生き身の表情は変わらない。いつもと同じように生存するための全てを俺に管理され、呼吸ひとつとっても俺を満足させるためだけにそれをする。
新しいボンデージにも何ら拒否反応を起こすことは無かった。寧ろ、背中のファスナーを上げられ全頭マスクを被らされた時点で下半身を反応させているのだから、随分と生き身生活にも慣れたものである。
さて、古くなった方はどうしようか。
今までは、大抵やって来た男に損傷を負わされ寿命を迎えていたが、今回は見た目にはまだ綺麗な状態ではある。局部の防水性が弱くなっているので、器にはもう相応しくないのだが。
(あの男を呼ぶか)
生き身の、痛みに蠢く姿が好みだと云う男が居る。ラテックスにダメージを与えるのも殆どがこいつの所為だ。暫く出禁にしていたが、こういう時にはお誂え向きかもしれない。

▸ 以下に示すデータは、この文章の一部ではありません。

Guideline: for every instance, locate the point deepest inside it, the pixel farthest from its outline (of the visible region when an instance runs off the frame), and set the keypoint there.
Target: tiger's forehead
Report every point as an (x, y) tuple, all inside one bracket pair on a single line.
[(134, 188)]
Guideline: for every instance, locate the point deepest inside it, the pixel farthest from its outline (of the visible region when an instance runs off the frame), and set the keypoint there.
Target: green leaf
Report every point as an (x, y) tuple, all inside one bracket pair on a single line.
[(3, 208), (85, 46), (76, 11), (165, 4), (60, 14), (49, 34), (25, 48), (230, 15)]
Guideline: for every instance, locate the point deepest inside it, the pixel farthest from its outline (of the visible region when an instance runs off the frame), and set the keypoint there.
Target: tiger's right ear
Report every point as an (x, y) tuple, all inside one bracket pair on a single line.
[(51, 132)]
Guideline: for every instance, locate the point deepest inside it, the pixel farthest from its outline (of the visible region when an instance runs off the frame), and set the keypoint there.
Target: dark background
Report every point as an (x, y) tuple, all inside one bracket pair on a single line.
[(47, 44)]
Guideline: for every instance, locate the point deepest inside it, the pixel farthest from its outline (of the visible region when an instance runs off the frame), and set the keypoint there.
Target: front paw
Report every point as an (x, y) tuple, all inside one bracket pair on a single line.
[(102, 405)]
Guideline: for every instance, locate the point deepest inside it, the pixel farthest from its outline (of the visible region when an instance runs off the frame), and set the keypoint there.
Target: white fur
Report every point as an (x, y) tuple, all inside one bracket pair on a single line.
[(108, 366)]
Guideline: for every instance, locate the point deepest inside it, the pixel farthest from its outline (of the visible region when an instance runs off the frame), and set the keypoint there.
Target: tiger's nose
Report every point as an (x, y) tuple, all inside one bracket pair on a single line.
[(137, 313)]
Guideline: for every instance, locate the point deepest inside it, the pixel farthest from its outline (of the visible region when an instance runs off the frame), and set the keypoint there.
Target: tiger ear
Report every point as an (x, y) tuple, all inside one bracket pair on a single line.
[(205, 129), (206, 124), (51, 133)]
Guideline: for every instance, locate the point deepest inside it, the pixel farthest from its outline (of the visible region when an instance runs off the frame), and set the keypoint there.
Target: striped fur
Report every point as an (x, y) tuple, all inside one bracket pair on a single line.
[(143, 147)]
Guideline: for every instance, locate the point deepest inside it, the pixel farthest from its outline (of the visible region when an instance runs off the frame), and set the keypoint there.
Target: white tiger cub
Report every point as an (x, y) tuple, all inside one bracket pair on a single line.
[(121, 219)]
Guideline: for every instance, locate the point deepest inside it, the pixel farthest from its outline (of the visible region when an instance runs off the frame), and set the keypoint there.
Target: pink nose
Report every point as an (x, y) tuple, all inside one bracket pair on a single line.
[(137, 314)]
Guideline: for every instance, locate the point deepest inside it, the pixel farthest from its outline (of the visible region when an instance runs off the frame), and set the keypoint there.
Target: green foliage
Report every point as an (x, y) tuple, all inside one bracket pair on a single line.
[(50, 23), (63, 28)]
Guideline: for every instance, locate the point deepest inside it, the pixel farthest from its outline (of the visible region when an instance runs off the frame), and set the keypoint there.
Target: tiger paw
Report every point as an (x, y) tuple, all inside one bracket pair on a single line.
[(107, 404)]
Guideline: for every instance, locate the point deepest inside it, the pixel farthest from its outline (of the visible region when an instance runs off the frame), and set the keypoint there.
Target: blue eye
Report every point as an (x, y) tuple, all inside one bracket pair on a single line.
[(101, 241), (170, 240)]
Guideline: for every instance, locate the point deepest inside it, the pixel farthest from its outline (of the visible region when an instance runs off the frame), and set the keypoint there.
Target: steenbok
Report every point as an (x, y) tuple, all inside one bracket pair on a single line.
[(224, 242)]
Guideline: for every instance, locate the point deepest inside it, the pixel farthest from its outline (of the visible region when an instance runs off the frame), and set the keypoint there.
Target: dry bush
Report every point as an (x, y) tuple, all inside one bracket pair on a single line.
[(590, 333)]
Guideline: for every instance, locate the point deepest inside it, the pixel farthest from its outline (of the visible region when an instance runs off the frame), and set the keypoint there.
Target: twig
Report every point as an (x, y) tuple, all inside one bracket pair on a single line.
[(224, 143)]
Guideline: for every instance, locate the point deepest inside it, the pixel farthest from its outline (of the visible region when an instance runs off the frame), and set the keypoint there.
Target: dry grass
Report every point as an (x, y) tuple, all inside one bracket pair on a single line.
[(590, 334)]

ボンデージの交換時期にだけ招待してやろうか。俺はその男にDMを送った。
モニターの向こうで、膝をつき両手を拘束された生き身が痛みに耐え切れず悶えている。唯一呼吸のできる開口部もギャグを噛まされている為、声に出して呻くことも出来ず、唾液を垂らしてはギャグの隙間から少ない空気を取り込むのがせいぜいのようだ。
ラテックスの皮を通して生き身の敏感な部分を貫通させるには、普通のSM用注射針では無理らしい。モニター越しでも分かる太めの針が生き身の臀部、局部、そして胸部二箇所にそれぞれ何十本と突き立てられている。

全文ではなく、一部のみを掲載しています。